How are Premalignant lesions treated?

Treatment of Actinic or solar keratosis

  • Existing lesions are treated by:
    • Curettage (scraping out).
    • Electrodessication (an electric current is used to desiccate or dry up the lesion).
    • Cryotherapy involves the use of a liquid nitrogen spray or a very cold probe to freeze and kill abnormal cells. This technique is sometimes used to treat precancerous conditions such as those affecting the cervix and the leukoplakia . Cryosurgery is also being tried as a treatment of some cancers like prostate cancers. Usually cryosurgery involves little or no pain.
  • For multiple lesions, one of the following options can be entertained:
    • 5 fluorouracil cream, (5FU is a chemotherapeutic agent) for 3 weeks.
    • Dermabrasion (rubbing away the top layers of the skin).
    • Protection from excessive sunlight.

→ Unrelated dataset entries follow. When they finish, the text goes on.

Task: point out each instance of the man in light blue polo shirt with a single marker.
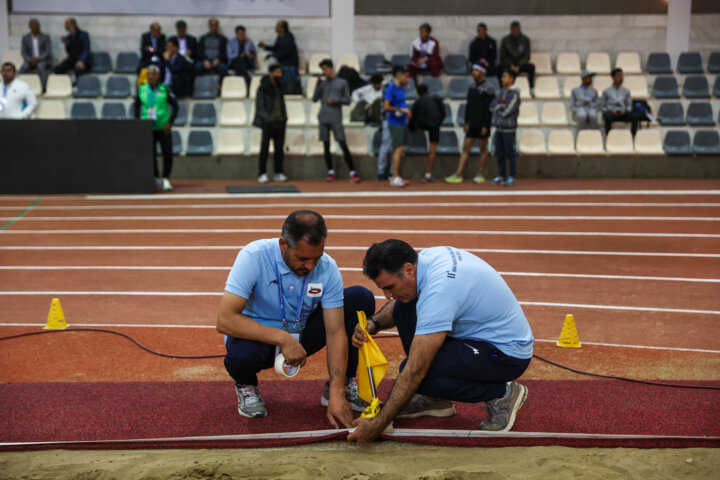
(286, 296)
(463, 331)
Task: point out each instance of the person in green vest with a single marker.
(155, 101)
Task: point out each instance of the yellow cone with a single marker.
(56, 317)
(568, 336)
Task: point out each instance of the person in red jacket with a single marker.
(425, 54)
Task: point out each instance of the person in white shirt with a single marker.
(16, 99)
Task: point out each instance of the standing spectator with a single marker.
(17, 99)
(515, 53)
(271, 117)
(284, 51)
(584, 103)
(37, 52)
(77, 46)
(478, 120)
(212, 57)
(505, 108)
(155, 101)
(333, 92)
(242, 55)
(616, 103)
(398, 115)
(483, 50)
(425, 54)
(428, 113)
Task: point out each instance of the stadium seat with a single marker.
(699, 114)
(671, 114)
(648, 142)
(689, 62)
(203, 115)
(126, 62)
(456, 64)
(619, 142)
(706, 142)
(532, 142)
(677, 142)
(629, 62)
(568, 63)
(598, 62)
(101, 62)
(199, 143)
(117, 86)
(113, 111)
(696, 86)
(58, 86)
(665, 87)
(205, 87)
(589, 142)
(82, 111)
(561, 142)
(658, 62)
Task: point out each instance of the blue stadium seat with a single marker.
(203, 115)
(658, 62)
(700, 114)
(689, 62)
(677, 142)
(706, 142)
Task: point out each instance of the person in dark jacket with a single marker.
(428, 113)
(478, 120)
(271, 117)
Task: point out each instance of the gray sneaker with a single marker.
(424, 406)
(501, 411)
(357, 403)
(250, 403)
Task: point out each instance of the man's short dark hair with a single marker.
(390, 256)
(304, 225)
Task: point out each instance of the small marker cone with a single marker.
(56, 317)
(568, 336)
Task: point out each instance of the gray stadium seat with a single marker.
(706, 142)
(665, 87)
(83, 111)
(203, 115)
(455, 65)
(689, 62)
(696, 86)
(117, 87)
(88, 86)
(700, 114)
(658, 62)
(677, 142)
(671, 113)
(126, 62)
(199, 143)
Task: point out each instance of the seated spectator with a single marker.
(483, 50)
(241, 54)
(77, 46)
(37, 52)
(284, 51)
(425, 54)
(212, 56)
(177, 70)
(17, 99)
(428, 113)
(515, 53)
(584, 102)
(152, 45)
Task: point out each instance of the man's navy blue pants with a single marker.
(468, 371)
(245, 358)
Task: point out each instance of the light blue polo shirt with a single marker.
(461, 294)
(253, 277)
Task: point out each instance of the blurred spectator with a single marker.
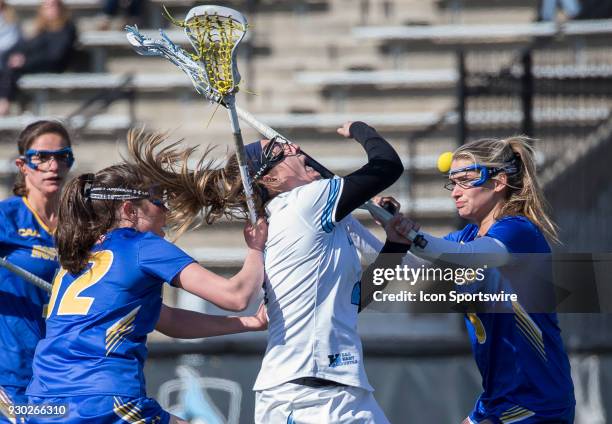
(547, 9)
(48, 51)
(111, 9)
(10, 33)
(595, 9)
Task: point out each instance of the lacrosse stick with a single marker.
(26, 275)
(214, 33)
(165, 48)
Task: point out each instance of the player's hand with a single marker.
(259, 321)
(398, 227)
(344, 130)
(256, 235)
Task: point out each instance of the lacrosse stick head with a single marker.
(214, 33)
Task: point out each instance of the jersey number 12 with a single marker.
(71, 303)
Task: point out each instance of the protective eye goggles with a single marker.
(37, 158)
(485, 173)
(271, 155)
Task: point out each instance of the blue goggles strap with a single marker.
(510, 167)
(29, 154)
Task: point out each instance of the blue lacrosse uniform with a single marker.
(525, 370)
(26, 242)
(93, 355)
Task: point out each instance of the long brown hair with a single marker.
(43, 24)
(26, 139)
(206, 189)
(524, 195)
(82, 221)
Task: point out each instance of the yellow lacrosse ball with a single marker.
(444, 162)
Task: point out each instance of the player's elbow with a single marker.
(237, 303)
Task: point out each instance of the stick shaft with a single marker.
(241, 157)
(378, 212)
(26, 275)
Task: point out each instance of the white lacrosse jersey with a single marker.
(312, 290)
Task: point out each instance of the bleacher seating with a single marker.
(310, 56)
(484, 33)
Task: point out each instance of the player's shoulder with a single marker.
(125, 237)
(516, 223)
(317, 190)
(519, 234)
(11, 205)
(467, 233)
(11, 210)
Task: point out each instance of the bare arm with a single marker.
(235, 292)
(184, 324)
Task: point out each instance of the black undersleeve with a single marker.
(384, 167)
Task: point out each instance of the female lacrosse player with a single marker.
(313, 369)
(107, 296)
(27, 222)
(525, 369)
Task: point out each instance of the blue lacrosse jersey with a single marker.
(26, 242)
(99, 319)
(525, 369)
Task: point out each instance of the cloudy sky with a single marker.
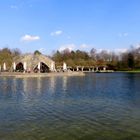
(49, 25)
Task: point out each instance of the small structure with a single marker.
(64, 66)
(33, 63)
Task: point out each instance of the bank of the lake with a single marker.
(29, 75)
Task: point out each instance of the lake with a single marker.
(100, 106)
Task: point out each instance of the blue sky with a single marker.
(49, 25)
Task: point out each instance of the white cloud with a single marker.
(121, 50)
(56, 33)
(67, 46)
(29, 38)
(84, 46)
(123, 34)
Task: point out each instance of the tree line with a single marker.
(129, 60)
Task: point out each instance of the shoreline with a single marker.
(32, 75)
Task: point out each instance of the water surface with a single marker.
(99, 106)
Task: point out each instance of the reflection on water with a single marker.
(97, 106)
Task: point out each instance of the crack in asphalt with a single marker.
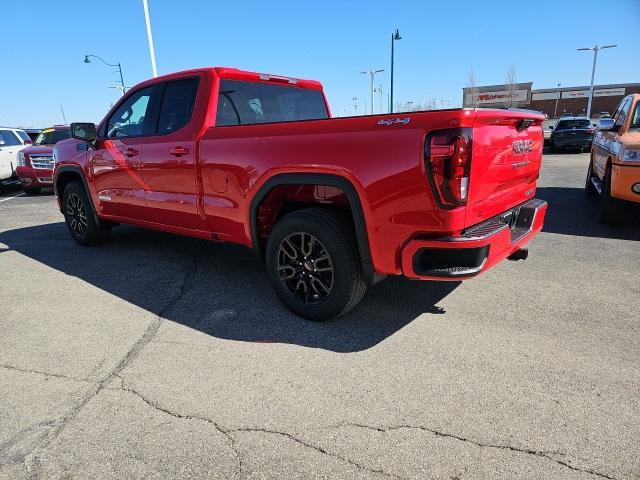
(47, 374)
(228, 433)
(537, 453)
(97, 387)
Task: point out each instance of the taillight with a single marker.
(23, 159)
(448, 163)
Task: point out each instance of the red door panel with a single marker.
(118, 181)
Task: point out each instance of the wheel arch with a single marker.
(66, 174)
(327, 179)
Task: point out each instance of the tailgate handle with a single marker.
(178, 151)
(524, 124)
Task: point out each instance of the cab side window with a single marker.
(635, 120)
(129, 119)
(177, 105)
(9, 139)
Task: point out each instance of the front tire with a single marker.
(313, 264)
(612, 210)
(79, 217)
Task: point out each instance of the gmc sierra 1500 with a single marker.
(331, 204)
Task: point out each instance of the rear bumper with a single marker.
(477, 249)
(35, 177)
(572, 142)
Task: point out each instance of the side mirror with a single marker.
(607, 123)
(84, 131)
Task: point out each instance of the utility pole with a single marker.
(150, 38)
(373, 75)
(595, 49)
(394, 36)
(555, 110)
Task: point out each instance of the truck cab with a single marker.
(614, 167)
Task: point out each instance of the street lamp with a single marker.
(555, 111)
(394, 36)
(373, 74)
(86, 60)
(593, 72)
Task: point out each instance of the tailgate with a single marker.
(507, 152)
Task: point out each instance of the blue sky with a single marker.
(331, 41)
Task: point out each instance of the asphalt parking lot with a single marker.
(157, 356)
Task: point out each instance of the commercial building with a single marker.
(569, 99)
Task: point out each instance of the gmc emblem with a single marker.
(521, 146)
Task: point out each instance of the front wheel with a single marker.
(313, 264)
(79, 217)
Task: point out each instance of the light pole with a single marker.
(373, 88)
(152, 51)
(86, 60)
(595, 49)
(555, 110)
(394, 36)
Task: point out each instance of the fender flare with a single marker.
(78, 170)
(342, 183)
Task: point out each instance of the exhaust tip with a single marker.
(520, 254)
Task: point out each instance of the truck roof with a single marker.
(230, 73)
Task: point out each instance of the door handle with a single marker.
(179, 151)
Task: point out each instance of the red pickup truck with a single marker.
(331, 204)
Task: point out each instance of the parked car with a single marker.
(35, 163)
(332, 205)
(614, 169)
(33, 133)
(571, 132)
(11, 141)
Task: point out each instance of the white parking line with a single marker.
(9, 198)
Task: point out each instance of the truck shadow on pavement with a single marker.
(220, 289)
(571, 212)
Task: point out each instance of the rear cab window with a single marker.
(568, 124)
(177, 105)
(250, 103)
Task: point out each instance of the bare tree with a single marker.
(472, 90)
(511, 81)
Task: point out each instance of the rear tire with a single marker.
(79, 217)
(589, 189)
(32, 190)
(612, 210)
(313, 264)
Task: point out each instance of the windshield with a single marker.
(52, 136)
(23, 136)
(566, 124)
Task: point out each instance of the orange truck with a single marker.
(614, 169)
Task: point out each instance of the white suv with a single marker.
(12, 141)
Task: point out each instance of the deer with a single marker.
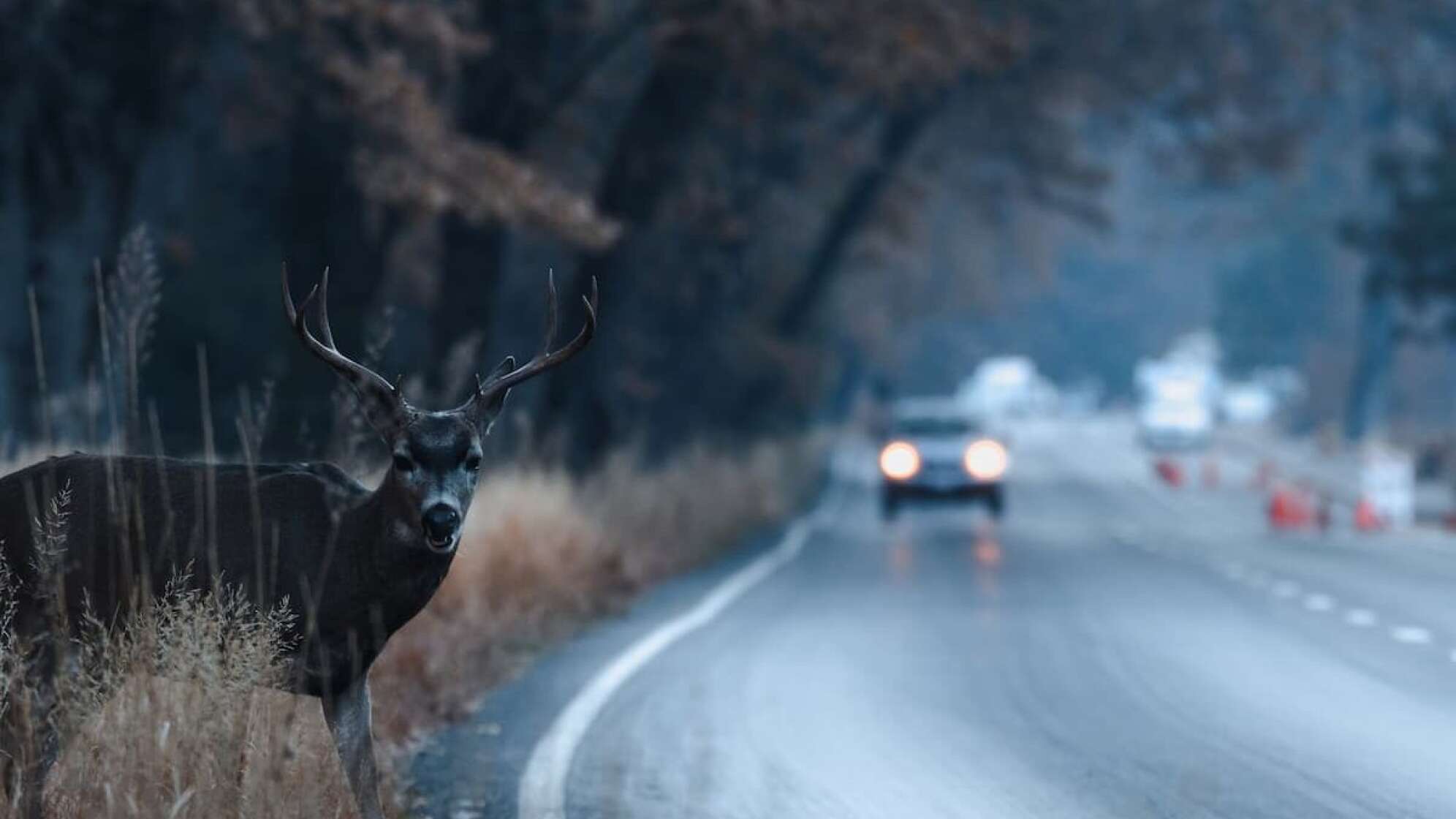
(353, 563)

Treatment of Chemical and other keratoses:

  • Surgical excision

Treatment of Large cell acanthoma:

  • Similar to actinic keratosis.

Treatment of Chondrodermatitis nodular helicis:

  • Applied steroid cream, or steroid directly injected into the lesion.
  • Surgical excision.

Treatment of Cutaneous horn:

  • Determined by the final pathology report of the specimen.

Treatment of Radiation dermatitis:

  • Removal of any overlying lesion in the skin for histopathological diagnosis.
  • Continuous skin care.

Treatment of Bowen's disease.

  • Excision biopsy of the most indurated or hard area.
  • Cryotherapy.
  • CO2 laser vaporization.
  • Photodynamic therapy (a photosensitizer drug is given, a time period is allowed to elapse for the drug to be preferentially absorbed by   the lesion, and then the lesion is exposed to light in order to activate the drug).
  • Surgical excision of entire lesion provides the highest rate of cure.

Treatment of Sebaceous nevi:

  • Excise before puberty, before true malignant potential develops.

Treatment of Porokeratosis:

  • Surgical excision.
  • CO2 laser.
  • Cryotherapy.
  • Oral retinoids are basically derivatives of Vitamin A, derived synthetically or semisynthetically and naturally. They act as antioxidants, that is, they prevent damage due to toxic free radicals which cause oxidative injury.
  • Dermabrasion.
  • Topical 5 FU cream application.

Treatment of Fibroepithelioma of Pinkus.

  • Surgical excision.

Treatment of Keratoacanthoma:

  • Electrodessication
  • Cryosurgery
  • Curettage
  • Surgical excision
  • Shave excision, in which the tumor is just shaved flush off the underlying skin.
  • Mohs micrographic surgery, a special pattern of surgery, when on table assessment of the specimen microscopically is carried out.
  • Radiotherapy
  • Topical and intralesional 5 FU
  • Intralesional:
    • Methotrexate (a chemotherapy drug).
    • Bleomycin ( a chemotherapy drug).
    • Alpha interferon ( biological therapy).
    • Topical podophyllin (a chemotherapy drug).